Nous faisons dès maintenant le pari que plusieurs de nos collègues n'acceptent pas - ou plus - cette dérive utilitariste qui les oblige progressivement à s'inscrire dans le marché de l'action sanitaire et sociale, abandonnant ainsi un principe fondateur de nos actions associatives : la mission déléguée de service public.

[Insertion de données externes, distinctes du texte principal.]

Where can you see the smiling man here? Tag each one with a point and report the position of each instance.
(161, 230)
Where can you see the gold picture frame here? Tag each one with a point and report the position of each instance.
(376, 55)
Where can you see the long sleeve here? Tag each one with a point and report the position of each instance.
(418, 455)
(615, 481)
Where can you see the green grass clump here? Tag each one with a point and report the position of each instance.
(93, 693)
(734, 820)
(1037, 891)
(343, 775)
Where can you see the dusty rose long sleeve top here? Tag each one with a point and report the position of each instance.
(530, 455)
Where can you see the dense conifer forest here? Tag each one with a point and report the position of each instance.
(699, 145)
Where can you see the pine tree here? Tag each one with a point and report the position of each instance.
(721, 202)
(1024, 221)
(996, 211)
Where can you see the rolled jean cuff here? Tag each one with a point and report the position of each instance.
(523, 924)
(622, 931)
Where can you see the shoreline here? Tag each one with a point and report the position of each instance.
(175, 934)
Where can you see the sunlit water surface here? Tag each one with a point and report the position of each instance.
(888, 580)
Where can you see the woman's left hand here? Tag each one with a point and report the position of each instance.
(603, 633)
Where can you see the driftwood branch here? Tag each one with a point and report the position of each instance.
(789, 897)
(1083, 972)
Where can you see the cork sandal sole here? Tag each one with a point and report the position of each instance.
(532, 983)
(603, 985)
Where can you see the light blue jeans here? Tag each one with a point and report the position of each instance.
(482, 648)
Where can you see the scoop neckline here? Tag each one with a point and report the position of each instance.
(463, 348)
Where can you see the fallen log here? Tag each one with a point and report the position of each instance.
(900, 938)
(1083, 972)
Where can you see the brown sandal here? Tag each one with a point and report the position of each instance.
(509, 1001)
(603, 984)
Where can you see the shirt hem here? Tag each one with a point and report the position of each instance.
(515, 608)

Nous faisons le pari qu'une résistance peut s'organiser à partir des cadres de direction de notre secteur, quels que soient leur niveau de formation, la taille et le mode d'organisation interne de leur structure ou service, mais aussi leur niveau d'intervention. C'est pourquoi nous nous adressons aux chefs de service, directeurs adjoints et directeurs et, à travers ces fonctions, à l'ensemble des salariés du secteur.

Nous pouvons détourner, au profit d'une autre vision de l'organisation et de la fonction du travail social, la place à laquelle un système libéral en crise veut nous assigner.

En ajoutant au triptyque républicain les termes de laïcité et de solidarité, nous osons affirmer qu'il ne peut pas exister un réel travail social reposant sur des conceptions conservatrices ou communautaristes et comptons sur le possible réveil d'une «militance/résistance ?» parmi nos collègues.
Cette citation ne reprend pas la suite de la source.